In the first essay, we studied subscription pricing. Subscriptions are agreements between customers and a company that commits to deliver a product or provide a service. We present a continuous-time dynamic pricing model for a monopolist offering a fixed-term subscription contract, without per-use charges and access limits, to strategic customers whose utility is affected by the number of subscribers. We formulate the monopolist’s problem in terms of optimal control, derive its optimality conditions, and study the structure of the stationary optimal solution. We study the transient and steady states of the problem and show that the firm can capitalize on the strategic behavior of customers. We also observe that the firm is better off not offering subscriptions for myopic customers or customers with a low evaluation of the service. Finally, we demonstrate the robustness of the optimal pricing results in a setting in which we relax significant assumptions.
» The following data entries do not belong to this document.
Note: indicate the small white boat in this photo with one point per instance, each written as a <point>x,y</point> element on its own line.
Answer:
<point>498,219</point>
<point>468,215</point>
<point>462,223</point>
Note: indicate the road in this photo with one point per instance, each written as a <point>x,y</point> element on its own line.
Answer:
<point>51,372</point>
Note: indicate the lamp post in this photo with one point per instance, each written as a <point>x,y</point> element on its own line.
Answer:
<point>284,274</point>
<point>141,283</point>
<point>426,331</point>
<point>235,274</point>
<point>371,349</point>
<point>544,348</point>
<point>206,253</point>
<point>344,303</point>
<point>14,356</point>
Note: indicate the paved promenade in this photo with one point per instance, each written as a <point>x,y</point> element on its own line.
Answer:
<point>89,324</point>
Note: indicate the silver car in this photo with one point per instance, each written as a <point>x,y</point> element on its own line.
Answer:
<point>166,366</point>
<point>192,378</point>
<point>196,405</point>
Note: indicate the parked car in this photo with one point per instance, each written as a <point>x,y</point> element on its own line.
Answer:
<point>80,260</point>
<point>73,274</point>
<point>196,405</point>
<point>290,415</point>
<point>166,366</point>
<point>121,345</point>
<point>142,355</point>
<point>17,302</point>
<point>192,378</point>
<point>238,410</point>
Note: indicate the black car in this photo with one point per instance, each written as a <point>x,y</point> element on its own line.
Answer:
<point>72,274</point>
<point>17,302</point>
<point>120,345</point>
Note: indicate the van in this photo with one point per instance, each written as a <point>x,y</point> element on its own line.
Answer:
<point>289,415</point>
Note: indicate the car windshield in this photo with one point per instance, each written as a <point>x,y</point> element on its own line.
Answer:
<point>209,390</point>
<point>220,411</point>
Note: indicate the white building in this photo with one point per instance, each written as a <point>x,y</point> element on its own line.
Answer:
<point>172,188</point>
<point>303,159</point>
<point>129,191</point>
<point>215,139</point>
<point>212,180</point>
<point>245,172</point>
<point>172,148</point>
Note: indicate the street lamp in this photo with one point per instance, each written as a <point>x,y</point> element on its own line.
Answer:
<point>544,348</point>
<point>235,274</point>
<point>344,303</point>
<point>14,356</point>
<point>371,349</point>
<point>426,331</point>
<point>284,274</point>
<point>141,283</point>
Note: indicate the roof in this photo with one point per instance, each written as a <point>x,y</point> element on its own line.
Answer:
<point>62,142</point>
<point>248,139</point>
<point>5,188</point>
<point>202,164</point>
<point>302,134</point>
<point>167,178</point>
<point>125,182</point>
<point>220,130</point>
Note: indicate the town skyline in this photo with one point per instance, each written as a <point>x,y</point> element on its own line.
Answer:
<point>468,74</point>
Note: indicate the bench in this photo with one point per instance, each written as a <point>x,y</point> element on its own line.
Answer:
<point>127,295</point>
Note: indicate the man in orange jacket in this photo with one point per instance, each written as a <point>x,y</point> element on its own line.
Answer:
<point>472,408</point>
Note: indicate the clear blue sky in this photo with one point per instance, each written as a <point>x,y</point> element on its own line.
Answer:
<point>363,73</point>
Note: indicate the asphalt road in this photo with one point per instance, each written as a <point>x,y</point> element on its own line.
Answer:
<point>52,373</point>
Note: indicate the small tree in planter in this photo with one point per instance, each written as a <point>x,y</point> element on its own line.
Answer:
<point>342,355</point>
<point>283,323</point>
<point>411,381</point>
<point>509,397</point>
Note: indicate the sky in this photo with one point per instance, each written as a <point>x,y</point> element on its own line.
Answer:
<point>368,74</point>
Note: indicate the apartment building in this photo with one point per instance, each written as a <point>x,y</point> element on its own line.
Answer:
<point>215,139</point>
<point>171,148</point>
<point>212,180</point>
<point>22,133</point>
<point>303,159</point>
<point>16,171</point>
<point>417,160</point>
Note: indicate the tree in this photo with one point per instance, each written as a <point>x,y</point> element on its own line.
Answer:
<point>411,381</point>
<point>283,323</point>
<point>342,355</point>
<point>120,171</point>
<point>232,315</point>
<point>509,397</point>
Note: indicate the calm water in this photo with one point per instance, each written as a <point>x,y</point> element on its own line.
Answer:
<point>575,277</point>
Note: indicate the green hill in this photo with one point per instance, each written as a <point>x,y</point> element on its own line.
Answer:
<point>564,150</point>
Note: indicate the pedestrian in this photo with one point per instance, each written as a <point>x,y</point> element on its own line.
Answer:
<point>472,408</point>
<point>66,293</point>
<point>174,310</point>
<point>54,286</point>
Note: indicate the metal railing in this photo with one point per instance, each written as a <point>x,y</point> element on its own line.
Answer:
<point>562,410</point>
The second essay considers the joint monitoring and learning of a partially observable dynamic system in which all parameters are unknown. This problem is motivated by the monitoring of cryptic threatened species. The objective is to detect a change in the hidden state while simultaneously learning about the system dynamics and observability. We formulate the problem in the framework of Bayes-adaptive partially observable Markov decision processes (Bayes-adaptive POMDP). A distinguishing feature is that decisions are made under the coupling of state uncertainty, parameter uncertainty, and state dynamics. We identify a low-dimensional sufficient statistic and reformulate the dynamic program in three dimensions. We fully characterize the optimal policy structure. The advantages of the monitoring-while-learning strategy are demonstrated with a case study on the Sumatran tiger conservation in Indonesia.
The third essay investigates a dynamic pricing problem in a stochastic setting and proves that the scaled version of the problem has a fluid limit. The deterministic problem has continuous variables and equations. The optimal control tool is a perfect method to analyze similar continuous-time problems, and it delivers results that are not available in a stochastic setting efficiently.